Avoid vendor lock-in by switching to third-party support
Another concern for organisations considering a migration to a cloud-based version of their ERP is the reality of vendor lock-in. Another benefit of ERP cloud for the vendors is the ability to more easily encourage customers to consume more of their applications on their proprietary databases and infrastructure. It is much easier to switch on new users and modules as demand dictates and the more organisations use these cloud ERP applications the more embedded they become with one vendor, making it harder for them to switch out. ERP customers with installed, stable systems today need to consider these facts and make their decisions based on business priorities about what and when to upgrade or migrate.
Third-party support and solutions providers support can help maximise the life and value of current ERP systems by replacing software vendor support and delivering a premium service experience, leveraging a scalable, global support model to drive business results eliminating a vendor pressured migration to new cloud platforms. Whilst achieving strategic flexibility and freedom from vendor lock-in by taking control of IT roadmaps and making decisions based on business priorities. Facing no further vendor lock-ins or upgrade cycles, many clients are freed to migrate to the cloud of their choice on their own timelines.
Relevance for family-owned businesses in the Middle East
Using third-party enterprise software support is relevant to any organisation that wants to ensure the fruits of cloud lead to higher business productivity and smoother operations. Third-party support can enable an organisation to save resources – time, money, people – that can be redirected to digital transformation by reducing the annual vendor support costs and freeing up internal resource. It is particularly applicable to family-owned businesses which may be spread across several industry sectors but are under one business name. Such business models are popular in the Middle East, including the UAE. Integrating their IT systems could save millions of dollars and human resources. Whether we are talking of retail conglomerates, trading giants or food business enterprises, there is significant pressure to stay ahead of the competition and in such uncertain economic times driving costs out of the business enables them to run leaner and faster.
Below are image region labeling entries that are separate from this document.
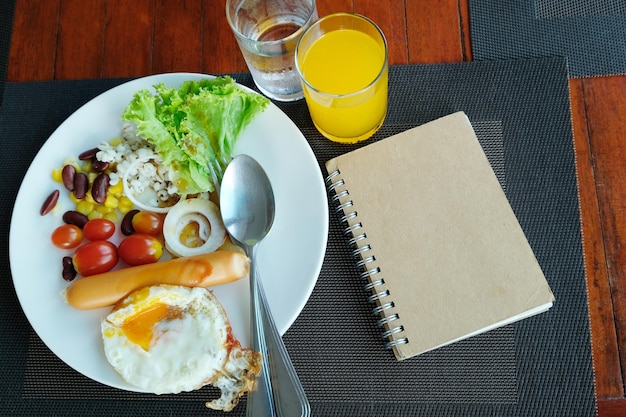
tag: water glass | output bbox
[226,0,317,101]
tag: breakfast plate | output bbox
[9,73,328,391]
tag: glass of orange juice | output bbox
[296,13,389,143]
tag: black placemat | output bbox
[0,58,595,416]
[0,0,15,106]
[469,0,626,77]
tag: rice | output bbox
[96,124,178,202]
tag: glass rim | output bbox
[292,12,389,99]
[226,0,317,46]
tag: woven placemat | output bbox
[469,0,626,77]
[0,59,595,416]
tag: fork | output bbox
[209,155,232,197]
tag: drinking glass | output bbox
[296,13,389,143]
[226,0,317,101]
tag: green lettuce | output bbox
[122,76,269,194]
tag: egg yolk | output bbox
[121,303,182,351]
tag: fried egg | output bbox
[101,285,262,411]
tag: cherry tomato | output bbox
[118,233,163,266]
[73,240,119,276]
[132,211,163,236]
[83,219,115,240]
[51,224,83,249]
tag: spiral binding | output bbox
[326,170,409,349]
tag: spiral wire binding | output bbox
[326,170,409,349]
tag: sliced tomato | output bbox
[118,233,163,266]
[73,240,119,276]
[83,219,115,240]
[51,224,83,249]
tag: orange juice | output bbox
[296,15,388,143]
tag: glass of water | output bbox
[226,0,317,101]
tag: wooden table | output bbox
[7,0,626,417]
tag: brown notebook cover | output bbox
[326,112,554,360]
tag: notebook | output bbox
[326,112,554,360]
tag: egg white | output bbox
[101,285,261,409]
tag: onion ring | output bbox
[163,198,226,257]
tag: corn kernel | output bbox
[108,180,124,197]
[52,168,63,182]
[85,188,96,204]
[104,193,119,209]
[117,195,134,214]
[94,204,115,214]
[76,200,94,216]
[104,211,119,223]
[70,193,84,204]
[87,210,104,220]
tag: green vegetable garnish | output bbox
[122,76,269,194]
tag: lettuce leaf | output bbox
[122,76,269,194]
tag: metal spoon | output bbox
[220,155,311,417]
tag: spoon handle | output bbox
[247,269,311,417]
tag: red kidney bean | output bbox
[91,158,109,172]
[39,190,61,216]
[120,209,139,236]
[61,164,76,191]
[73,172,89,200]
[61,256,76,281]
[63,210,89,229]
[91,172,111,204]
[78,148,100,161]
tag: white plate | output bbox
[9,73,328,391]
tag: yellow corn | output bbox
[76,200,95,216]
[103,211,119,223]
[94,204,115,214]
[87,210,104,220]
[70,193,84,204]
[108,180,124,197]
[52,168,63,182]
[117,195,133,214]
[104,193,119,209]
[85,192,97,205]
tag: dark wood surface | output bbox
[7,0,626,417]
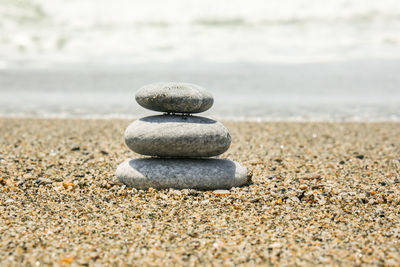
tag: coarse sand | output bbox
[0,118,400,266]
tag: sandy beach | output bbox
[0,118,400,266]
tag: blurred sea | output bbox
[0,0,400,121]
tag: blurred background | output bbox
[0,0,400,121]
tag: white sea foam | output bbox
[0,0,400,68]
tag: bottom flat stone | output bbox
[116,158,249,190]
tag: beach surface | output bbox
[0,118,400,266]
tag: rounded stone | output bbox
[125,115,231,157]
[136,82,214,114]
[116,158,250,190]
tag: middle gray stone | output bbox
[125,115,231,157]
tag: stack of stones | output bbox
[116,83,248,190]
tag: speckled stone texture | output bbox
[125,115,231,157]
[116,158,248,190]
[136,82,214,114]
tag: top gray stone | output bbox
[136,82,214,114]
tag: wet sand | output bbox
[0,118,400,266]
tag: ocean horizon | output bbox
[0,0,400,121]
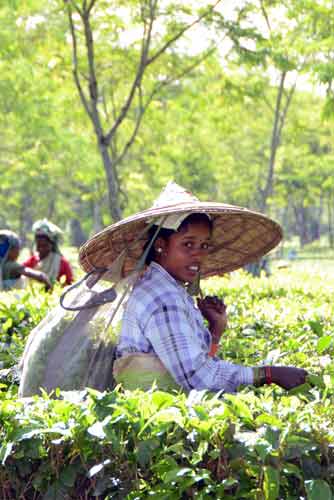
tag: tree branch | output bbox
[82,0,103,140]
[278,78,297,139]
[147,0,222,66]
[67,4,93,120]
[260,0,271,33]
[105,0,222,144]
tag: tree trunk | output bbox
[70,218,87,248]
[294,207,308,247]
[99,141,122,222]
[92,200,104,234]
[327,195,334,248]
[260,71,286,212]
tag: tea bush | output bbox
[0,269,334,500]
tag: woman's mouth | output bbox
[187,264,200,273]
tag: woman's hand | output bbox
[270,366,308,390]
[197,296,227,344]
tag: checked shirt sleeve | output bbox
[145,294,253,392]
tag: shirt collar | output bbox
[150,261,186,292]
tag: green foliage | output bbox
[0,269,334,500]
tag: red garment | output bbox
[22,253,73,285]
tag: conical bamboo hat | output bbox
[79,182,283,277]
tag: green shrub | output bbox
[0,269,334,500]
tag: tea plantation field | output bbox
[0,266,334,500]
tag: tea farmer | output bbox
[24,219,73,285]
[0,229,52,290]
[80,183,307,392]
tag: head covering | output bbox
[79,182,283,278]
[32,219,63,253]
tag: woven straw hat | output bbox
[79,182,282,278]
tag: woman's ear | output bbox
[154,238,166,255]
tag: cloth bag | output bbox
[19,272,137,397]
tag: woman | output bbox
[0,229,52,290]
[80,183,307,392]
[23,219,73,285]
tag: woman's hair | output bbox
[35,233,58,252]
[143,212,213,265]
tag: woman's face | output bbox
[155,223,211,283]
[36,236,52,260]
[7,247,20,261]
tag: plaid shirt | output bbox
[117,262,253,392]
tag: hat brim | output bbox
[79,201,283,278]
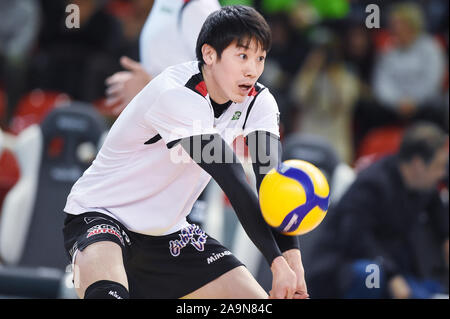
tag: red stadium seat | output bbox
[9,89,70,135]
[354,126,404,171]
[0,149,20,212]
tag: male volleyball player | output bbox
[64,6,308,298]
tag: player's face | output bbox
[207,39,266,103]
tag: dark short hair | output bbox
[195,5,272,65]
[398,122,448,164]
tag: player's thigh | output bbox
[183,266,268,299]
[74,241,128,298]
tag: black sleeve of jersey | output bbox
[178,134,281,265]
[246,131,300,252]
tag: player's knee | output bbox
[84,280,130,299]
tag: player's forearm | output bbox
[246,131,300,252]
[181,135,281,264]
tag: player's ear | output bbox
[202,43,217,65]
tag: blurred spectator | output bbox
[292,31,359,163]
[259,13,310,135]
[30,0,123,102]
[368,3,446,126]
[314,123,449,298]
[0,0,40,127]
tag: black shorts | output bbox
[63,212,243,299]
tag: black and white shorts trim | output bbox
[63,212,243,299]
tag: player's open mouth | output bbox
[239,84,253,94]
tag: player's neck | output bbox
[201,65,230,104]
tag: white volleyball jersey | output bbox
[139,0,220,76]
[64,61,279,236]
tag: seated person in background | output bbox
[373,3,446,129]
[330,123,449,298]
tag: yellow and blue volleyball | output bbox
[259,160,330,235]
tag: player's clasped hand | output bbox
[269,256,297,299]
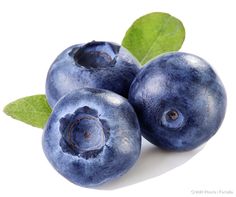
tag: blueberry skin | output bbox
[42,88,141,187]
[129,52,227,151]
[46,41,140,107]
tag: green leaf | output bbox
[3,95,52,128]
[122,12,185,65]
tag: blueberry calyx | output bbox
[73,41,120,69]
[166,110,179,120]
[161,109,185,130]
[60,106,109,159]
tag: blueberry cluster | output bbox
[43,41,226,187]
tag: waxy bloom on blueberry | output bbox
[43,88,141,187]
[129,52,226,151]
[46,41,139,107]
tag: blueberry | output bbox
[46,41,139,107]
[129,52,226,151]
[43,88,141,187]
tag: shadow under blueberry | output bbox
[96,138,204,190]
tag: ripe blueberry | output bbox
[46,41,139,107]
[129,52,226,151]
[43,88,141,187]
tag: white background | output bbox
[0,0,236,197]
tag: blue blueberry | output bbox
[43,88,141,187]
[129,52,226,151]
[46,41,139,107]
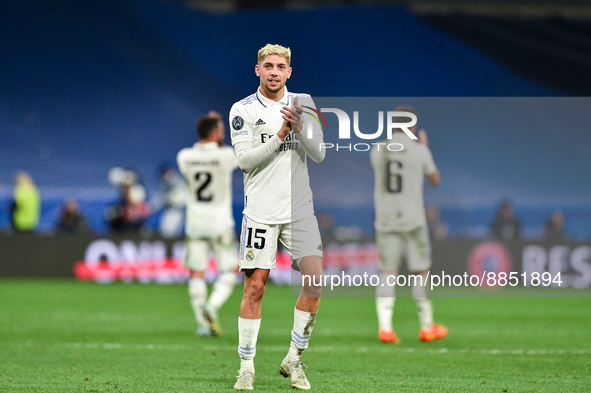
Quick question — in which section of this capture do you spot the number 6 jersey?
[370,132,437,232]
[177,142,238,238]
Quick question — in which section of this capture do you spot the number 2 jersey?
[177,142,238,239]
[370,132,437,232]
[230,88,322,224]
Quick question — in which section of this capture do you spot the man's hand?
[277,97,304,140]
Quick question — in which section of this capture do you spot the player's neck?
[259,85,285,102]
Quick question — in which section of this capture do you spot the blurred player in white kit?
[230,44,325,390]
[370,106,447,344]
[177,112,238,336]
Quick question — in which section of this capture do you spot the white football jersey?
[370,132,437,232]
[177,142,238,238]
[230,87,322,224]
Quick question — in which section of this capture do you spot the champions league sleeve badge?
[232,116,244,131]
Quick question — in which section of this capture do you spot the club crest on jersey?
[232,116,244,130]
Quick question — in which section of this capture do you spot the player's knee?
[302,276,322,297]
[244,280,266,303]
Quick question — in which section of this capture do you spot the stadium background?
[0,0,591,274]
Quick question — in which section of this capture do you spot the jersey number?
[386,161,402,194]
[246,228,267,250]
[195,172,213,202]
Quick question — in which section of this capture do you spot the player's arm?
[281,97,326,163]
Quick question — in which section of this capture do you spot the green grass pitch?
[0,279,591,393]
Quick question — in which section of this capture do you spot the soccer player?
[230,44,325,390]
[177,112,238,336]
[370,106,447,343]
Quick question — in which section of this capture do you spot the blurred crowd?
[7,170,569,240]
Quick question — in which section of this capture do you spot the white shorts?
[185,228,238,272]
[376,226,431,272]
[239,215,322,271]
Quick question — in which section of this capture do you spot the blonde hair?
[259,44,291,66]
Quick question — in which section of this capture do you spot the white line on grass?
[51,343,591,356]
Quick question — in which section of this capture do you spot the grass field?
[0,279,591,393]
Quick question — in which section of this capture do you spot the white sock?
[287,308,316,361]
[376,297,395,330]
[208,272,236,310]
[189,278,209,326]
[238,317,261,374]
[412,285,433,329]
[376,273,396,330]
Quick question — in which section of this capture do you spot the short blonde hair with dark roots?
[258,44,291,66]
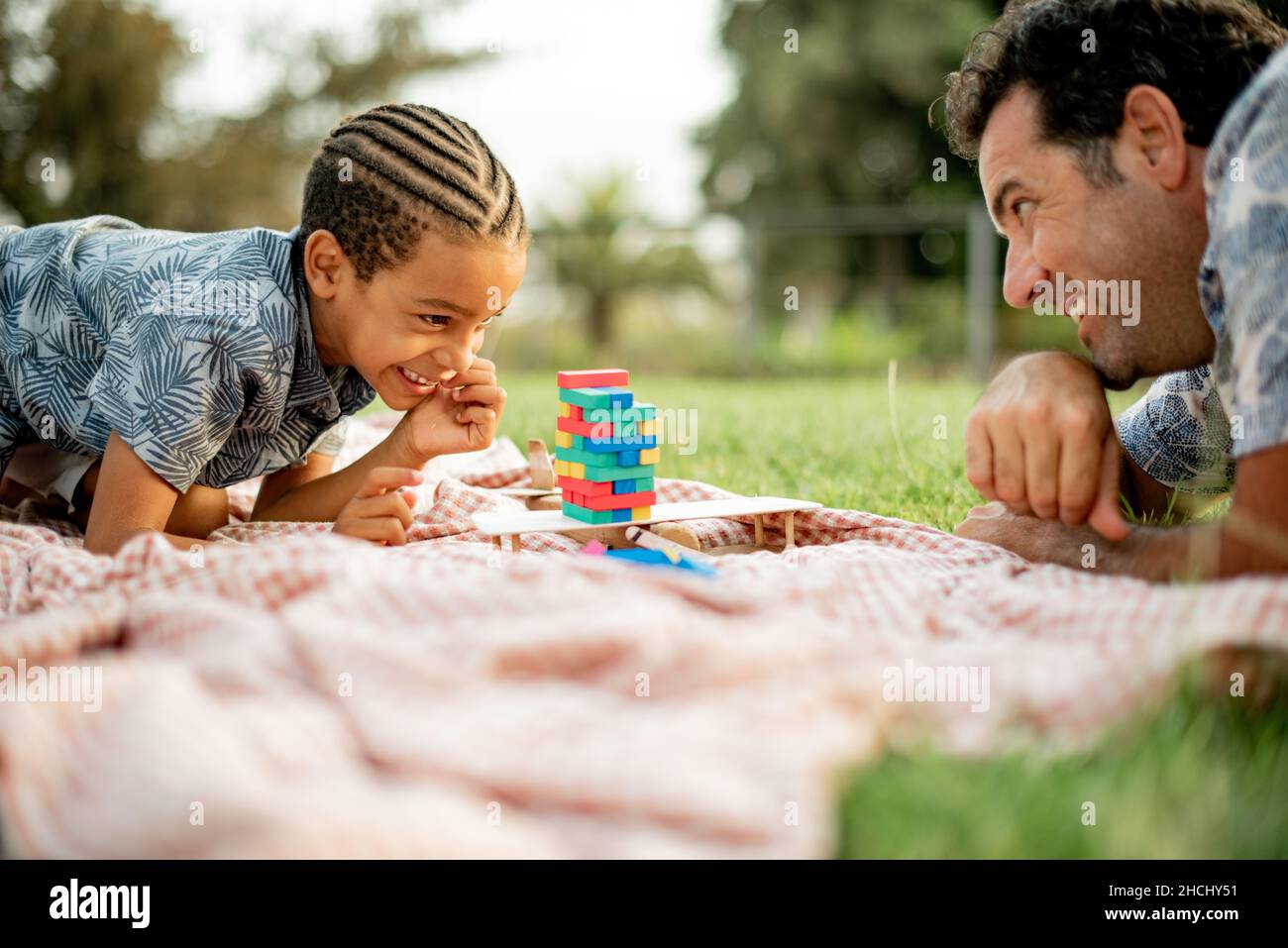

This is critically important as companies look to ensure their competitiveness in the future. According to McKinsey, 95% of economic profit is earned by the top 20% of companies, so even if CEOs are running massive organisations there is a real urgency to continuously innovate and transform the business model. This translates into pressure on the CIO to accelerate the assessment and assimilation of cutting-edge technologies such as AI and the Industrial Internet of Things (IoT) but is hugely challenging if – at the same time – you are having to plan a multi-year migration of your ERP to the cloud. The key for CIOs is to create the headspace to evaluate the right path for the IT strategy to support business critical goals.
Certainly, the pandemic has shown digital transformation can be accelerated and delivered at scale, so the CIO should be careful not to slow down progress with overly meticulous plans. Additionally, he should not be forced onto a vendor’s roadmap for change. The CIO has scope to demonstrate the strategic value of IT to the business and show how organisations can chart out an IT roadmap that will give them the foundations to be more responsive to market opportunities.